Domenica, 13 Maggio 2012 07:37
  

Recenti studi sostengono che l’utilizzo di Facebook aumenti l’autostima, altri esperti, invece, sposano una tesi diametralmente opposta. La verità, come spesso accade, è a metà strada: il mezzo di comunicazione più utilizzato dai giovani d’oggi può essere un grande strumento di scambio di idee ed opinioni a distanza o una gabbia che crea dipendenza e rende schiavi, tutto dipende dall’uso che se ne fa.

“Feisbuc- un mare di amici”, lo spettacolo di Giuseppe Celentano, allestito dal teatro Diana per le scuole nella stagione 2011-2012, ha il pregio di mettere in guardia gli spettatori da uno strumento tanto complesso senza mai giudicarlo. La scena sembra quasi uno specchio della platea: sullo sfondo una pagina che richiama proprio il noto social network ideato da Zukenberg con tante vite che transitano come satelliti intorno ai propri computer. Ragazzi soli ma con tanta voglia di comunicare, a loro modo: chattano, si taggano, condividono frasi, dando di sé un’immagine spesso artefatta, nel tentativo di accettarsi.

C’è Luca (Yuri Napoli), il soldato che manda le sue foto dall’Afghanistan e, attraverso le sue ‘imprese’, si sente un eroe, Lisa (Viviana Cangiano) e Stefania (Lorena Leone) con disturbi alimentari opposti che si scoprono più vicine di quanto pensassero, Oreste (Carlo Liccardo) che deve fare i conti con la propria sessualità ed i pregiudizi altrui e ci sono Barbara (Anna Capasso) e Carmen (Angela Rosa D’Auria) che cercano di capire fino a che punto ci si possa spingere per ‘diventare qualcuno’ in televisione e Amerigo (Diego Sommaripa), il bullo della situazione.

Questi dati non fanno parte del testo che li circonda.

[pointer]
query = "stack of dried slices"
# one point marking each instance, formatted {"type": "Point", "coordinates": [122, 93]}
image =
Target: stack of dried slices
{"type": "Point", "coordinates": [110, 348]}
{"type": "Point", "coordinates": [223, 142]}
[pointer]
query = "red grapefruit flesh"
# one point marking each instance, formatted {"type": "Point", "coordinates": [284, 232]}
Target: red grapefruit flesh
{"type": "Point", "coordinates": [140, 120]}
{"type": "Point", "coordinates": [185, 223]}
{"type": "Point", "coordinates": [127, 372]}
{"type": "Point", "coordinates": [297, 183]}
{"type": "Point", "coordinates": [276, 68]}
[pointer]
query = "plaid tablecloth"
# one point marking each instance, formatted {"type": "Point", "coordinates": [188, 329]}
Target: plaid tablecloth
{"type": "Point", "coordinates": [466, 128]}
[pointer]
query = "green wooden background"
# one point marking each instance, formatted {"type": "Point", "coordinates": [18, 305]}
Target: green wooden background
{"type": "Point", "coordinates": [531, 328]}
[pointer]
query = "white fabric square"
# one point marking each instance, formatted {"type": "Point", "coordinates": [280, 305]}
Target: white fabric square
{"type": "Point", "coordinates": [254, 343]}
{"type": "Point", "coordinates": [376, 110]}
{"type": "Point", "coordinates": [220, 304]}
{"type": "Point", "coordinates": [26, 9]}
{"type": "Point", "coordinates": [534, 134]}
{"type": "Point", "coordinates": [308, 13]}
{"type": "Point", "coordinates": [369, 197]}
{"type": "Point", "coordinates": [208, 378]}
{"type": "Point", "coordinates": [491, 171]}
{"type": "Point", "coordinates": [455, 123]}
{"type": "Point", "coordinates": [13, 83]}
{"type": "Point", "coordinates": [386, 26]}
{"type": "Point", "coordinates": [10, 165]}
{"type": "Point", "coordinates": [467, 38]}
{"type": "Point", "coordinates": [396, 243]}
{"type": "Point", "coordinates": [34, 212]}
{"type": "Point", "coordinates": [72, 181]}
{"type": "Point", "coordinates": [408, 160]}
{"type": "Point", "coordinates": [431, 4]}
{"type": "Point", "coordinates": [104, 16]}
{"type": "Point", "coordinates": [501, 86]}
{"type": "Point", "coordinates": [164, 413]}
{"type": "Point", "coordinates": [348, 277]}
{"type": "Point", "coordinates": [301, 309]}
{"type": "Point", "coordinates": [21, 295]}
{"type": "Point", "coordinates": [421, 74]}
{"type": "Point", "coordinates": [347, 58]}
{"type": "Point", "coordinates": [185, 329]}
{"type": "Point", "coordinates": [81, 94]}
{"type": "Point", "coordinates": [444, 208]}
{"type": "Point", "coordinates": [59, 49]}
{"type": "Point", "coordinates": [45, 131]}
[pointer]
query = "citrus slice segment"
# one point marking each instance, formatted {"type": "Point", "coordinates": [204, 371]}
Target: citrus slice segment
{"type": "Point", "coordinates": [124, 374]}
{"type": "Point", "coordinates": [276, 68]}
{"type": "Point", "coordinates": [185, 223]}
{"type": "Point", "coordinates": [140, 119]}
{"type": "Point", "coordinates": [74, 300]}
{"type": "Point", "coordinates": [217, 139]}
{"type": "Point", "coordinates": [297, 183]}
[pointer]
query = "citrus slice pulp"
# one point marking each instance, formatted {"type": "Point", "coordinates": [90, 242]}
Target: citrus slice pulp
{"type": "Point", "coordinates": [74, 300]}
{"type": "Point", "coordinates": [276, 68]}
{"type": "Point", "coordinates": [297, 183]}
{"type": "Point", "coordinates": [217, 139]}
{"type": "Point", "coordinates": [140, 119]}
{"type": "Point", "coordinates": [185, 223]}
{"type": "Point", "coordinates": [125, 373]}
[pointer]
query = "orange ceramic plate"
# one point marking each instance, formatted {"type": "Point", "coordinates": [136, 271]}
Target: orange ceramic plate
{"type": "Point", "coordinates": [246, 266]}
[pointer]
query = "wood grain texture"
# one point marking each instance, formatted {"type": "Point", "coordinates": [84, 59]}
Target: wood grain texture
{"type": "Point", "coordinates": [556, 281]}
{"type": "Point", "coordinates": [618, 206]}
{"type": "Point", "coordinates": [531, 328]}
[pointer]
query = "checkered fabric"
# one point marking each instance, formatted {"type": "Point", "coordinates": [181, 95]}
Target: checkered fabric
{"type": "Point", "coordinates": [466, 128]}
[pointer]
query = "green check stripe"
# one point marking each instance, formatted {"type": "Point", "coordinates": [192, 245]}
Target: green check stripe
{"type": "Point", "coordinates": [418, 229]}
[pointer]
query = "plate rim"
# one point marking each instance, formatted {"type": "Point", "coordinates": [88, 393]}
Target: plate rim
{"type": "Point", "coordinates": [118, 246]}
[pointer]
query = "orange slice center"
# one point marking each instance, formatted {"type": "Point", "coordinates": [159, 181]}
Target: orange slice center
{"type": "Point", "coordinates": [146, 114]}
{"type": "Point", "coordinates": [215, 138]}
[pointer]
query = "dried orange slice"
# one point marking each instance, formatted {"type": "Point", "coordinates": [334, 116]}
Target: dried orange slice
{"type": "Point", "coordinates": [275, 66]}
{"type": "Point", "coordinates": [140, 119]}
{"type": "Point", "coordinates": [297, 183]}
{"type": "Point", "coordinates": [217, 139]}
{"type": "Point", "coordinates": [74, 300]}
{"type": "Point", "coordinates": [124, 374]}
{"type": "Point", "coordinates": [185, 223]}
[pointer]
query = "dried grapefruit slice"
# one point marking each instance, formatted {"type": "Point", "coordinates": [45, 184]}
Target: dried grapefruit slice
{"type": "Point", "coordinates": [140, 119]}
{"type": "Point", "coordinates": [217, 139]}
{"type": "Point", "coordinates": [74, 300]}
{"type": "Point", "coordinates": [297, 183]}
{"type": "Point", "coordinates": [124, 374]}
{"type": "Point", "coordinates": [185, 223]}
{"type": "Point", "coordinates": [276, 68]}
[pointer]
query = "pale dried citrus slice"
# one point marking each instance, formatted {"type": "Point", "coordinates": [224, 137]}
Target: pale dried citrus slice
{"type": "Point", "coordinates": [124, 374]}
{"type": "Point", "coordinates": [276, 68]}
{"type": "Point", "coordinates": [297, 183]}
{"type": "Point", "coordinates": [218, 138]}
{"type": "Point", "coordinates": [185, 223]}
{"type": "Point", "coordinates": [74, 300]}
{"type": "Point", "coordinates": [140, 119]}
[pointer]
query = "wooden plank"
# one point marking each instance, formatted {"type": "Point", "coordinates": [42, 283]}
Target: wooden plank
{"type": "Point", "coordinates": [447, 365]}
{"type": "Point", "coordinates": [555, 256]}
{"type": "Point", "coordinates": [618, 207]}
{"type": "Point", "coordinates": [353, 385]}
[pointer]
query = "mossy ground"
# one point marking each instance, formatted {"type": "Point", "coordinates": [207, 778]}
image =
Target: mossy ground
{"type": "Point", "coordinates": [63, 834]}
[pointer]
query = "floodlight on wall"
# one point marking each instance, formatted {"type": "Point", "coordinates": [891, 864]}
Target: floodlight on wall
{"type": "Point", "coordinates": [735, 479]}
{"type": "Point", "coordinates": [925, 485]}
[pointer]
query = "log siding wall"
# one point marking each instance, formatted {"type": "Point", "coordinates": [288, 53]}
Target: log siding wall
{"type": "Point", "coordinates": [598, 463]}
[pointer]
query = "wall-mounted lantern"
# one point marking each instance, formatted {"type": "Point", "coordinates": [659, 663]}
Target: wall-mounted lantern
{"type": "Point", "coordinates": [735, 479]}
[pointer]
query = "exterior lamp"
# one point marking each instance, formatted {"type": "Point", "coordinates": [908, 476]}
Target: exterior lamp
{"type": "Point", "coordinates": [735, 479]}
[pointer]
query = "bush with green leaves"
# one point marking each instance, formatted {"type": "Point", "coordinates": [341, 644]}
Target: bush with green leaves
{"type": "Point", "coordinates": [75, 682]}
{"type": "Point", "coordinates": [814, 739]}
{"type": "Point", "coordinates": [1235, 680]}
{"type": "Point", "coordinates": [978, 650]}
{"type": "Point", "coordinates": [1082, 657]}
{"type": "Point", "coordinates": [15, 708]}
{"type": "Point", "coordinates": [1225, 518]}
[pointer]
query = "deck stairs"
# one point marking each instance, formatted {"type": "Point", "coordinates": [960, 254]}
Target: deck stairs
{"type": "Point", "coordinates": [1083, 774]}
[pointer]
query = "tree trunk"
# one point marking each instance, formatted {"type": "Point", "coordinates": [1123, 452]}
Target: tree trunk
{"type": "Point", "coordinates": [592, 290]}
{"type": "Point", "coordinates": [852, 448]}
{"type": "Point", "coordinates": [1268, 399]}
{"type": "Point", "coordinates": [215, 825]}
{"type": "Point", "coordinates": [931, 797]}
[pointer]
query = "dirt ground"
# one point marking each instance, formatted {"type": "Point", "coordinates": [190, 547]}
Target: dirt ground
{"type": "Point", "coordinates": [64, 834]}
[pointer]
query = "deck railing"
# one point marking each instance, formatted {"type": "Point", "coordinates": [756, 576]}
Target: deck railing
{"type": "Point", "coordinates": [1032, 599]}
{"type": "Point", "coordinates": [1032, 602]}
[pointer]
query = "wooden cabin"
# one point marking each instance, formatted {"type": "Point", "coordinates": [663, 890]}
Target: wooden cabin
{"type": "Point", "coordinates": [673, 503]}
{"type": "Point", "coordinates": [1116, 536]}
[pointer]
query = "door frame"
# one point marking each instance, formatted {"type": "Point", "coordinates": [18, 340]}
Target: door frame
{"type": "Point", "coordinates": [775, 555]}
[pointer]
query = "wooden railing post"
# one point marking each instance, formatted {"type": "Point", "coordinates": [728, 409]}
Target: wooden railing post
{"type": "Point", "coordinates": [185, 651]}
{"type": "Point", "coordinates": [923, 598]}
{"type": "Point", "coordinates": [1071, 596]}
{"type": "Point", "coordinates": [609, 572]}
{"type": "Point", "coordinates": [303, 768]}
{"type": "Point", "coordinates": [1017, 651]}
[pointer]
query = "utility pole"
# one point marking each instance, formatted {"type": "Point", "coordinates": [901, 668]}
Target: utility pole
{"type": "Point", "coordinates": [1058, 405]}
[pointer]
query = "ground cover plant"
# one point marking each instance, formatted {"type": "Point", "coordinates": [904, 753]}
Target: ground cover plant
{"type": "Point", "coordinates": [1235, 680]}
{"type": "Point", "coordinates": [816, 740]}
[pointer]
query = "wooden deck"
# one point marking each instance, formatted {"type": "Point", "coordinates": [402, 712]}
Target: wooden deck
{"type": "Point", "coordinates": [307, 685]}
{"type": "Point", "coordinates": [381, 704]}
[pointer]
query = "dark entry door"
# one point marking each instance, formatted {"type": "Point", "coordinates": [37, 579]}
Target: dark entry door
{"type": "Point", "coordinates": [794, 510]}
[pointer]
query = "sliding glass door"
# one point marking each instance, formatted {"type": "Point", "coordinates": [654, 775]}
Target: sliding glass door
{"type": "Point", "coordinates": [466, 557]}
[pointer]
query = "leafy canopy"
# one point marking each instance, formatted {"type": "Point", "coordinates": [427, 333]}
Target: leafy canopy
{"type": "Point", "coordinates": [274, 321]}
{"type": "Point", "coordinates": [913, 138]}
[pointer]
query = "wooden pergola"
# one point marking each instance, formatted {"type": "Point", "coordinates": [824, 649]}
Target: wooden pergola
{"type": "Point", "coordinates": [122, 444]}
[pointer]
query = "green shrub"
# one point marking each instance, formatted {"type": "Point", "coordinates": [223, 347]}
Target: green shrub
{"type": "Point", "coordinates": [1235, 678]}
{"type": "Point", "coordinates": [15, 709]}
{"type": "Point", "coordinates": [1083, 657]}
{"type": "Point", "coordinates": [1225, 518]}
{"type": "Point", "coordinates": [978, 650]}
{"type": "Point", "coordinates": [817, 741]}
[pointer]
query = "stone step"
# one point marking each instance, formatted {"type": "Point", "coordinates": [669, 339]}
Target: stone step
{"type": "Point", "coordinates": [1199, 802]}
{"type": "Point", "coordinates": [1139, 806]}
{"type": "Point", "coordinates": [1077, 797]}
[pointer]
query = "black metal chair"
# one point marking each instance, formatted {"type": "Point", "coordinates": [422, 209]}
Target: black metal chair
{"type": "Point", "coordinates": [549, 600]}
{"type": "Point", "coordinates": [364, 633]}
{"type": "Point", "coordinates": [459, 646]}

Ragazzi, adolescenti forse ancora minorenni alle prese con i problemi della crescita, ma anche adulti come il portiere Pasquale (Rosario Verde), tentato da una possibile quanto rischiosa, conoscenza online o Sandra (Gabriella Cerino) ed il suo vecchio amico (Peppe Celentano) , compagni di liceo che si ritrovano dopo trent’anni o ancora Megamind (Ciro Pellegrino), canuto gestore di una discoteca che si crede ancora un ragazzino. Ognuno di loro ne fa l’uso che più rispecchia se stesso, indossa la sua maschera e recita la sua parte nel mondo virtuale.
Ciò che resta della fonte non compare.